Il les signala à son chef, le Comte Bernadotte qui, depuis des semaines, négociait âprement avec Himmler le transfert des détenus scandinaves vers la Suède. En souvenir de son ancêtre français (le Maréchal de France Charles Ber­nadotte, de Pau, était devenu roi de Suède et de Norvège en 1818 sous le nom de Charles XIV), le Comte Bernadotte inclut le sort de ces Français de Neuengamme dans la négociation et obtint qu’ils soient transférés non loin de la frontière suisse. Le lieutenant Folke retraversa l’Allemagne du nord au sud, en plein chaos, pour se retrouver… aux portes de Flossenbürg ! Folke n’apprécia pas le piège et réussit à ramener ses Français à Theresien­stadt où il sauva le convoi en saoulant le commandant du camp.

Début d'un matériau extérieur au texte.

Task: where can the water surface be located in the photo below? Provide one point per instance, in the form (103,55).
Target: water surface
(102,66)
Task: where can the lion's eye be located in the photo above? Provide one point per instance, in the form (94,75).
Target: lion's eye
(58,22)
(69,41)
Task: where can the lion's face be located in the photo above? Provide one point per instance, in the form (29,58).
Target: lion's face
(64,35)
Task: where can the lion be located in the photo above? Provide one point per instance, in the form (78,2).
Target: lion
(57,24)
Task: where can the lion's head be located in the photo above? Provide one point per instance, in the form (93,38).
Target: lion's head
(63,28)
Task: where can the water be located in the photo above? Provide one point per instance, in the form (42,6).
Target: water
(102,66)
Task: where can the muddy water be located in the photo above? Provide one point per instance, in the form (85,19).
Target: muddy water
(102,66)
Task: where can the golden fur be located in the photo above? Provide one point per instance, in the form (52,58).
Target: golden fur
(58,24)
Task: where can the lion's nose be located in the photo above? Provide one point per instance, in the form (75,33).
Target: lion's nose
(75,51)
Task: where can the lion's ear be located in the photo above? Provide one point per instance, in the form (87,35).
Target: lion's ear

La mission suivante concerna les Françaises et les Anglaises de Ravensbrück qui, en deux convois, à deux jours de distance, furent conduites au Danemark et en Suède les 23. et 25 avril 1945. Quand Folke retourna à Rave brück le 25 avril, avec ses chauffeurs harassés, il arracha au commandant du camp Suhren quatorze Françaises retenues en otage, dont une rescapée du 23 avril lui avait donné la liste. Le 26 avril, Folke réussissait à trouver un train entier pour amener encore un millier de Polo­naises au Danemark. Les trajets en « bus blancs » se faisaient sur des routes encombrées de réfugiés et de ruines, sans cesse bombardées par les Américains et les Russes. Une Française et un chauffeur suédois furent tués, mais un bébé naquit dans un bus !

La Croix-Rouge suédoise sauva ainsi 25 000 détenus des camps de concentration.

Si Himmler avait accepté ces libérations, c’est parce qu’il espérait que les Suédois lui ménageraient un contact avec Eisenhower pour négocier une paix séparée et un retour­nement des Alliés contre les Soviétiques, aux côtés de l’armée allemande ! Ces négociations et ces libérations furent menées à l’insu d’Hitler dont on imagine la fureur quand il apprit, par la radio, qu’Himmler avait osé prendre contact avec les Alliés et qu’il avait été bien évidemment éconduit.

Après la guerre, le capitaine Harald Folke participa aux interventions de l’O.N.U. dans ses processus de paix au Congo en 1961 et à Chypre en 1964, comme officier au sein des forces d’intervention suédoises.

Dès sa retraite, le colonel Folke choisit de venir s’installer en France avec sa femme et ses jeunes enfants. Il y vécut jusqu’à sa mort, dans un petit village du Périgord, entouré de l’amitié de ses voisins et de l’affection indé­fectible des anciens de Neuengamme et de Ravensbrück.

En 1947, le capitaine Folke a reçu les plus hautes décorations de la plupart des pays d’Europe.